The snow child é certamente um conto interessantíssimo, absolutamente eloquente para nossa época e universal na esfera humana. Esse conto serve de alegoria para as relações sociais, em relação ao sexo dos atores sociais. Há, nele, o homem patriarcal, a matrona patriarcal e a menina jovem, presa entre as redes de interesses e manipulações de poder entre estes e que, sendo o “elo mais fraco”, é a que acaba sofrendo as consequências dessas estratégias manipulativas. Ele ilustra, também, como as próprias mulheres, com sua competitividade entre si, reafirmam o sistema misógino (no sentido mais lato da palavra, de ódio e repulsa ao feminino) contribuem para a manutenção deste, por, talvez, terem conseguido uma “brecha” para obtenção de poder – neste caso, através do casamento e subsequente manipulação dos maridos, o que seria uma manipulação indireta dos acontecimentos sociais importantes.
A menina não tem voz nesse conto: ela não fala nem age por conta própria, o que reforça a idéia de que ela representa um tipo social que não tem participação nas decisões.

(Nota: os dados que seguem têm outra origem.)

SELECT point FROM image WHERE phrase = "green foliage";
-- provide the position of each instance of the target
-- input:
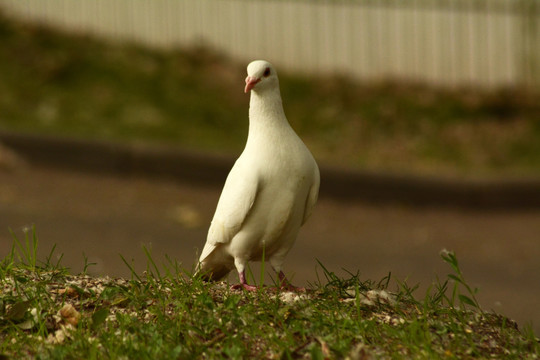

Se pensarmos o próprio nome atribuído a ela, “child” pode significar tanto criança, menina, quanto “filho”; adotando a segunda opção, a menina seria a filha da neve, uma criação da neve, em uma perspectiva em que a neve não é tomada no sentido da palavra poética mas entendida na esfera da alegoria, significando, portanto, os valores semióticos atribuídos à neve, como gelo e frio, tal que branco e infertilidade. Desta forma, a personagem-título do conto é o fruto da frieza e realmente não pode ser duradoura, afinal, nasce de um ambiente infértil, onde a vida não tem espaço.

O feminismo no conto

O conto “A Criança de neve” será, agora, analisado a partir de uma perspectiva de conflito entre o homem e mulher na constituição universalista cuja representatividade transcende a do casamento e se revela num jogo erótico e sensual no qual delineia e se alterna o embate entre dominador e dominado. Para que a análise tenha um lume especial foi-nos dado refletir sob o olhar da autora Simone de Beauvoir.
A narrativa breve respeita sua característica ao formar a imagem confusa que nos leva a analisar com criticidade os elementos incorporados pelo narrador para que, desta forma consigamos atingir maior amplitude de nosso objetivo.
Nele, o casal cavalgando pela neve representa não um casal comum, num passeio em pleno inverno, mas um casal cuja representatividade invade o social no qual o psicológico nos é revelado sem que possamos analisá-los sob a ótica de mero leitor, porém ao submetermos sob a luz da crítica reconheceremos uma relação homem/mulher juntos num contexto histórico social e distanciados pelo conflito que se estabelece no mesmo momento em que a sociedade, assim como a conhecemos, teve seu inicio.
Para Simone Beauvoir essa relação existe a partir de um acordo estabelecido num determinado momento da historia em que era imprescindível tal união para garantia existencial do gênero humano. Um acordo no qual a força masculina ganhou status de Senhor e sensibilidade feminina a função de sujeição.
A imagem tecida no conto torna-se indecifrável até o último parágrafo ao tentarmos pressupor se narrado por um narrador masculino ou feminino dado a energia com que os símbolos argumentativos são dispostos, pois encontramos nele tanto argumentos masculinos, quanto traços da feminilidade conflitante.
Os indícios do masculino ao desenhar a sensualidade feminina entalhada na amplidão nevada no qual a brancura da carne, o preto dos cabelos, o vermelho dos lábios, e as botas de salto vermelho compõem no jogo de poder o desejo masculino pela jovialidade da carne feminina reproduzida entre os lampejos de nudez que ora descobre os ombros, ora o corpo todo, confirmando a sensualidade que transcende para o ambiente e ao mesmo tempo em que revela o erotismo masculino, descortina a sensualidade feminina que compõem dois ativos participantes na execução do jogo de entrega e posse.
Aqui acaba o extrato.